Against all odds, the two of us made it through and, holding hands, I accompanied Iago through a shadowy gallery until, some yards farther on, I made out the flickering light of an oil lamp. Intrigued, I continued on with him, turning around hidden corners and sliding down steep inclines, all of them marked out with small lamps like the first one. Finally, we reached the end of the gallery. To my surprise we weren’t alone. Héctor was waiting for us there, more Lür than ever, with a beard just like the one at the Monument to the Santander Fire, and strange ochre markings on his arms and his naked torso. Concentric circles around his neck and parallel lines from his shoulders to his wrists. Pure Paleolithic man.
He addressed us in the same language he and Iago had spoken the day Lyra died. It was only the second time I had heard it, but it sounded so distinctive that I recognized it immediately.
“Welcome, my children,” Iago translated for me.
Then I noticed Lür was holding a hollow tube in one hand and a small pot with a reddish mix of pigment in the other.
“We’ve always been linked to Mother Rock, and she has demonstrated that she has a memory,” Iago explained to me as he removed his long-sleeved T-shirt and displayed the same markings as his father. “The ochre has remained tattooed on the rock for millennia, and here it will remain. Dana, I’d like our union to be sealed in this sacred place. Do you agree to this?”
I nodded without shifting my gaze from his ancient eyes. I extended my hand and placed the back of it against the rock wall. It was cold and damp, but even so it felt welcoming, as if my skin naturally belonged there. I would never have expected it.
Iago placed his hand level with mine, and Lür blew on them, staining our hands red and leaving the silhouettes outlined on the rock.
“Now Mother Rock knows of your bond; be worthy of her,” Lür intoned, first in his language and then in mine.
Then Iago took a little of the ochre and spread it over the scar on my forehead. “Now you are one of us,” he said.
Not entirely , I thought.
When the ceremony was over, the three of us sat down, happy and relaxed. I remember that we chatted for hours. I was conscious that Lür was saying good-bye to us. I was also aware he and Iago had finally had that outstanding conversation, and Lür had relinquished his search for Nagorno. I could see it in Iago’s relaxed face. A completely happy man, finally.

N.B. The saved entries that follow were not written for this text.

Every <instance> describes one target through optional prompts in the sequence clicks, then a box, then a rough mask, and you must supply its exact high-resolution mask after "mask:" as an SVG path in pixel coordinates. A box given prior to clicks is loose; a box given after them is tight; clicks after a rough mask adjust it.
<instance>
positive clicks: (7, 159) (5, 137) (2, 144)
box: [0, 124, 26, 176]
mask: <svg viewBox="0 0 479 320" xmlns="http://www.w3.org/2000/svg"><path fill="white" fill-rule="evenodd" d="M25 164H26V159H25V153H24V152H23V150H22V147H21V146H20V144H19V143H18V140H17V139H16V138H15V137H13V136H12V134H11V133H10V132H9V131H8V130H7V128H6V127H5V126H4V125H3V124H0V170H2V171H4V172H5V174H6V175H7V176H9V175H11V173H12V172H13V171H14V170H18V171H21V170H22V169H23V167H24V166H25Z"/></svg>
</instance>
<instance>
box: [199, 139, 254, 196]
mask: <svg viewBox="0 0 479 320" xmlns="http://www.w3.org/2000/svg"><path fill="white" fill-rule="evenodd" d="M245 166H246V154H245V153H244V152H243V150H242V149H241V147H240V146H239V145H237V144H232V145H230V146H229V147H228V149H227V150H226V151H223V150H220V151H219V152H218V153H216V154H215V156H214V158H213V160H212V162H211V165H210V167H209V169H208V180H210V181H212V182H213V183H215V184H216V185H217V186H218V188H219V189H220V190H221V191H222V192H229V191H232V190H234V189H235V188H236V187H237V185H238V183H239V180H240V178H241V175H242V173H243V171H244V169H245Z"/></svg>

“The hour has come,” said Lür, glancing at Iago’s watch. “You two have a Prehistory Hall to open, and I ought to go. I intend to be absent for a good while. Urko, my son, we’ll see each other at the solstice, a century from now.”
Then he turned to me.
“I guess I won’t see you again, then,” I said.
“Oh, I think you will,” he replied, looking at Iago and giving him a conspiratorial look I didn’t understand.
That was the last time I saw Héctor del Castillo. I watched his outline disappearing inside the cave, like one more shadow of the sort that used to hypnotize me when I was a little girl and used to accompany my grandfather on his visits to Monte Castillo.